Helldson e Hudson mantêm o rock respirando em meio à suposta poeira do estilo

Cover de Carrie feito pela dupla influencia mais bandas de rock do que os grupos que são originalmente da cena

Fabrizio Toniolo

Além de “The Final Countdown”, o Europe também teve outros hits no fim dos anos 80 que deixaram gerações hipnotizadas com a energia sueca que a banda injetava no que se entendia por hard rock. Entre eles, existia uma balada musculosa que ajudou Joey Tempest e seus amigos a levar o terceiro disco do grupo ao Top 20 da Billboard 200 em 1986: “Carrie”.

Quarenta anos depois, a quase 11.000 quilômetros de Estocolmo, uma releitura em altíssimo nível realizada pela dupla Edson&Hudson revive o clássico com as devidas credenciais técnicas. Os dois, que já haviam tocado “Love Hurts” do Nazareth em Barretos, despertaram o furor para uma versão Lovy Metal tupiniquim.

O clamor é justificável pela entrega que respeita o original quase em sua totalidade, com a diferença de ser executada e produzida pela perspectiva brasileira.
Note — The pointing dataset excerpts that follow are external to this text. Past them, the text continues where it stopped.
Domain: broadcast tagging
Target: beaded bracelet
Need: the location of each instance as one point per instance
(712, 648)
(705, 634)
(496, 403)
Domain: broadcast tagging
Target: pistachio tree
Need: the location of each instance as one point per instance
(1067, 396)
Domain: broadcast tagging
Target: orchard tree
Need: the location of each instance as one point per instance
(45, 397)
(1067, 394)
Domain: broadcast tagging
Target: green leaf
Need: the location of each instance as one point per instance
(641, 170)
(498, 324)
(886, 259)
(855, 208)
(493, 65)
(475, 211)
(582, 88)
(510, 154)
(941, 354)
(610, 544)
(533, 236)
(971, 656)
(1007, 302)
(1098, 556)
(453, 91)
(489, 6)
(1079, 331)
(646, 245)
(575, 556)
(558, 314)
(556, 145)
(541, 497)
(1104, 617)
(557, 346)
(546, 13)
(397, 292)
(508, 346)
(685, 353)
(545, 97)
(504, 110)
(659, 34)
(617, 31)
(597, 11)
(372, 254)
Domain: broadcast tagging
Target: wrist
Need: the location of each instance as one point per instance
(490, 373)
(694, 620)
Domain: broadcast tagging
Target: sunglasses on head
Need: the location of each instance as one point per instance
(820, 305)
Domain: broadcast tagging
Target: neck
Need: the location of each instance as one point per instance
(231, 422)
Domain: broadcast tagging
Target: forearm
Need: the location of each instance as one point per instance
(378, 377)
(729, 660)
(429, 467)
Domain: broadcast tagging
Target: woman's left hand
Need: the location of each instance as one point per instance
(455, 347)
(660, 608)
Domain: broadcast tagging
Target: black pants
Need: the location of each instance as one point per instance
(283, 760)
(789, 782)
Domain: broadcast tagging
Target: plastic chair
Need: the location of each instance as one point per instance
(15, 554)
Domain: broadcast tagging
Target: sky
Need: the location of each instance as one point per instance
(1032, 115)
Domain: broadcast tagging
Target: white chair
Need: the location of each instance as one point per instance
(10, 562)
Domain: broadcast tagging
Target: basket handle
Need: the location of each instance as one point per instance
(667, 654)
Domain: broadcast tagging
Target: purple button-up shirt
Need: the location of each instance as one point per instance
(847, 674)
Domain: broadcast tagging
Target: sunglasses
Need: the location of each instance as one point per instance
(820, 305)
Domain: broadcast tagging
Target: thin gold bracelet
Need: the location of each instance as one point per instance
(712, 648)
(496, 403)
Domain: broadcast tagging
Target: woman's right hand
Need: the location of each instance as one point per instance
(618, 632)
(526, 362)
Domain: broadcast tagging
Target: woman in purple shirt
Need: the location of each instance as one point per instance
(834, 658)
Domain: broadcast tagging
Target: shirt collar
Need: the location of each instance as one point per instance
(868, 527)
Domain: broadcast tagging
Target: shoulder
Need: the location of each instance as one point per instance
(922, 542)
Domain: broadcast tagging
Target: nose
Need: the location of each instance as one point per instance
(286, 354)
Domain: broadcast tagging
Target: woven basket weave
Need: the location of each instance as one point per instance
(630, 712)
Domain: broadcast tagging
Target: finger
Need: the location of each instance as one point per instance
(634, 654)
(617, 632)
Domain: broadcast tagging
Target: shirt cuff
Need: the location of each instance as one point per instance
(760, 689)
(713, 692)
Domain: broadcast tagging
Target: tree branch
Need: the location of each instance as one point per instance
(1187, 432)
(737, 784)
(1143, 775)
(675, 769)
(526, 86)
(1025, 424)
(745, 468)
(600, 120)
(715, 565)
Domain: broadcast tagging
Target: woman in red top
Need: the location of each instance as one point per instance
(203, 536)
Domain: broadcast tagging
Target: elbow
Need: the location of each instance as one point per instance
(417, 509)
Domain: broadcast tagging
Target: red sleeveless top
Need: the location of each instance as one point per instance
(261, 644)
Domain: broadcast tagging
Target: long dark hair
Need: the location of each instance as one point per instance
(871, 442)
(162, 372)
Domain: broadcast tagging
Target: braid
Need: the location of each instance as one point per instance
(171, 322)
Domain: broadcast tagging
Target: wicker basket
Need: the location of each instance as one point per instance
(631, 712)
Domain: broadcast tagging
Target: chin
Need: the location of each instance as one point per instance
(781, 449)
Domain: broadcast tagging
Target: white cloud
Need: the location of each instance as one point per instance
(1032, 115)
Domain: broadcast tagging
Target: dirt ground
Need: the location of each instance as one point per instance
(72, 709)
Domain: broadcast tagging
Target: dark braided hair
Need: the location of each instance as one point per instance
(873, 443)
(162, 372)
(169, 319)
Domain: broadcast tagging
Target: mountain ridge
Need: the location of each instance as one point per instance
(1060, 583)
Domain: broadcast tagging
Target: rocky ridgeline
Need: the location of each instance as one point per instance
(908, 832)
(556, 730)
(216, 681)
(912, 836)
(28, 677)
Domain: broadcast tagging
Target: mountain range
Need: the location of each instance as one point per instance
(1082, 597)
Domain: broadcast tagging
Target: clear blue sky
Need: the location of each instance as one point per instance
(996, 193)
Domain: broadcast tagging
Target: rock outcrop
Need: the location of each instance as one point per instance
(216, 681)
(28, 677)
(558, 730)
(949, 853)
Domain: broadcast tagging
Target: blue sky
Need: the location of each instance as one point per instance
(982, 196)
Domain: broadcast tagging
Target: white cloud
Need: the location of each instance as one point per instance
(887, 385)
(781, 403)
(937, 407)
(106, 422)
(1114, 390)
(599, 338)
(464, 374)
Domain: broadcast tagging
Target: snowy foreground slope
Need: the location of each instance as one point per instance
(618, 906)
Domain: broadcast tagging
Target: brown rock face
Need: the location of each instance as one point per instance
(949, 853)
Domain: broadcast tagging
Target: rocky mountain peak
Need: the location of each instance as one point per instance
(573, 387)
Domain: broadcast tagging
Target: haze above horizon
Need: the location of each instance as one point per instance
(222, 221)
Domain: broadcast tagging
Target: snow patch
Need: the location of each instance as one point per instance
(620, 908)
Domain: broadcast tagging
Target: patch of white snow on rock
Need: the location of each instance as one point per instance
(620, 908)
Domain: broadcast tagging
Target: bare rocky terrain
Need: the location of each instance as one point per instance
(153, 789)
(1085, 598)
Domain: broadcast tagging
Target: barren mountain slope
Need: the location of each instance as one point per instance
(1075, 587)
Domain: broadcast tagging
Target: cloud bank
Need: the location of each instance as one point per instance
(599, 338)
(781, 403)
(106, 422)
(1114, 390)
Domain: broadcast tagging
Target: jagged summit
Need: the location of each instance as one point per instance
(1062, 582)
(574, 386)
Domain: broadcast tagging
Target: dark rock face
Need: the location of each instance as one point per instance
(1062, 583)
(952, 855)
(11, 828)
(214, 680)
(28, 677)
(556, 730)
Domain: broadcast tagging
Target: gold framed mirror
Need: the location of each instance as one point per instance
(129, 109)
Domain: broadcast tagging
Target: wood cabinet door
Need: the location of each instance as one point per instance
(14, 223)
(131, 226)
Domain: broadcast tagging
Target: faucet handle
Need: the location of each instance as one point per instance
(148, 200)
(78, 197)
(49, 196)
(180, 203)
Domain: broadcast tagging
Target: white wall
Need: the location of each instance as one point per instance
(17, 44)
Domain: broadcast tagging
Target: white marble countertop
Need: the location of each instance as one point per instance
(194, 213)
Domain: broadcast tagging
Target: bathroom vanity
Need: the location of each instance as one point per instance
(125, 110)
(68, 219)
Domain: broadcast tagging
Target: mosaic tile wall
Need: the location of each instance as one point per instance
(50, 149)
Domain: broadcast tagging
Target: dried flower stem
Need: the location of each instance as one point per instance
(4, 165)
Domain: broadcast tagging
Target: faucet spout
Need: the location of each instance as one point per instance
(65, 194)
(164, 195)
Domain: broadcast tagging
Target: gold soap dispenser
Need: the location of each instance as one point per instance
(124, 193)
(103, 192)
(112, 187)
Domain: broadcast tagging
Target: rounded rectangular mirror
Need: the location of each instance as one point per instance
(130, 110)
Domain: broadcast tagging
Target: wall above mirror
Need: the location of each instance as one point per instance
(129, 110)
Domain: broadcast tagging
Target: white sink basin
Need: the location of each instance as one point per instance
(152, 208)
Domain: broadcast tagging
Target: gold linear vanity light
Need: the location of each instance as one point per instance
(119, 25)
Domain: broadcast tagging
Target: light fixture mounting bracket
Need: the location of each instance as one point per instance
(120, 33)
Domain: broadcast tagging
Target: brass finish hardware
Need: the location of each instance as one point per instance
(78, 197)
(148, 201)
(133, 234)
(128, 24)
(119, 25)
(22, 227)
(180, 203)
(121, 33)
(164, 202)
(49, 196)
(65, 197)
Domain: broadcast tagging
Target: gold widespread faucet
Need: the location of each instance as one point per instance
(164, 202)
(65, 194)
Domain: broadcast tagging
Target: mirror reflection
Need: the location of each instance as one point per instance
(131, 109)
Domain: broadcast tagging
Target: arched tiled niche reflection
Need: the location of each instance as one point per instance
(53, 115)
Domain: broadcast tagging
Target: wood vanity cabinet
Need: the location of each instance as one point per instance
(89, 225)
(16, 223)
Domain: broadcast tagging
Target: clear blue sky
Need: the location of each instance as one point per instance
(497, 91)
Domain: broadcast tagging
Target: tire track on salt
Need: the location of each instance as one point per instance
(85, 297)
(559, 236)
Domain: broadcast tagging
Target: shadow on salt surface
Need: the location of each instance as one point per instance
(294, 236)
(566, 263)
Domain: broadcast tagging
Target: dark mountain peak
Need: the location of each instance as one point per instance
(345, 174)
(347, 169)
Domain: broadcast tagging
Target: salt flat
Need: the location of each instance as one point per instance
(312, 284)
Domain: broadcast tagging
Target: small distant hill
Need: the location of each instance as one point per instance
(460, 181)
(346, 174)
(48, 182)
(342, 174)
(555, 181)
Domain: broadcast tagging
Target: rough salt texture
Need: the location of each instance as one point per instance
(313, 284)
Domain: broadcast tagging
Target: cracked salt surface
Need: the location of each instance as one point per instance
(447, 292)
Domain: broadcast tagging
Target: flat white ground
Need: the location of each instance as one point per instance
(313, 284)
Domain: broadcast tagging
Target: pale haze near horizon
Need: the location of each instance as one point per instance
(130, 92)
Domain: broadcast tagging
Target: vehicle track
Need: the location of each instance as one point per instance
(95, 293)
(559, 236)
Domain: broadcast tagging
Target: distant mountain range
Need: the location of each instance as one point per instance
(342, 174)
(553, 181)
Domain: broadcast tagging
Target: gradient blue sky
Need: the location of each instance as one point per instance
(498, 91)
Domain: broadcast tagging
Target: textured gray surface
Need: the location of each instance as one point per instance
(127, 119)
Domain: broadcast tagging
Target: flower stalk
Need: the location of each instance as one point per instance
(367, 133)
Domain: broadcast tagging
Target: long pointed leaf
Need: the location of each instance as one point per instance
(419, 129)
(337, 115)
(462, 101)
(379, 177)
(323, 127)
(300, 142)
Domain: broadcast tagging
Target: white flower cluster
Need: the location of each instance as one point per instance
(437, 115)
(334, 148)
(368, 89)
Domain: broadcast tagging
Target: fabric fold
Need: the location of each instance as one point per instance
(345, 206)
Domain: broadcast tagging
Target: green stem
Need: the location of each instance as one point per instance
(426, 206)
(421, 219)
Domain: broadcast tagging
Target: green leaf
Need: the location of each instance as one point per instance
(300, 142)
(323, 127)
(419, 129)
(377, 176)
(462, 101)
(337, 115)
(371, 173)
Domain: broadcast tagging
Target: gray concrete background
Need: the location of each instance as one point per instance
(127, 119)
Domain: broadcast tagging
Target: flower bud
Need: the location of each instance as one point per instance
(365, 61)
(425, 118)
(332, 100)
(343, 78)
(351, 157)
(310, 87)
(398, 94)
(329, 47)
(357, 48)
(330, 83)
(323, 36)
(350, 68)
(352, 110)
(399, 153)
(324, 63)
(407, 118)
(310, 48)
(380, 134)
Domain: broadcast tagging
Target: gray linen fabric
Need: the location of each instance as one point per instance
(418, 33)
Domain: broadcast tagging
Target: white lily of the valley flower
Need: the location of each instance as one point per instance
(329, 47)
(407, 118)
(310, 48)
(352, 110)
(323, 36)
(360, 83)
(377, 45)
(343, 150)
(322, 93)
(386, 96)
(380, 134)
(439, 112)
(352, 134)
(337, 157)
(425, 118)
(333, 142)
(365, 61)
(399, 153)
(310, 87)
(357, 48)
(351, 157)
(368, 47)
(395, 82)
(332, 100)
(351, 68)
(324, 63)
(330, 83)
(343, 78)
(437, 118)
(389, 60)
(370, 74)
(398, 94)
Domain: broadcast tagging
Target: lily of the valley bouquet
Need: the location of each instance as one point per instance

A performance aproxima mundos que não são tão separados assim em sua essência: o country e o sertanejo raiz, unindo folk e blues com modas de viola plugadas resultam no hard rock melodioso.

É bem provável que mais bandas de rock nasçam dessa homenagem do que duplas e isso nos faz lembrar de outro estilo que fez mais pelo rock do que ele próprio: o rap. Entre atitude e posicionamento, a bandeira de um estilo segue tremulando por outras nações mas isso não afasta, pelo contrário: mostra que está vivo na forma de influenciar.

Procure um isqueiro a acenda enquanto saboreia essa homenagem à Suécia direto do interior de São Paulo.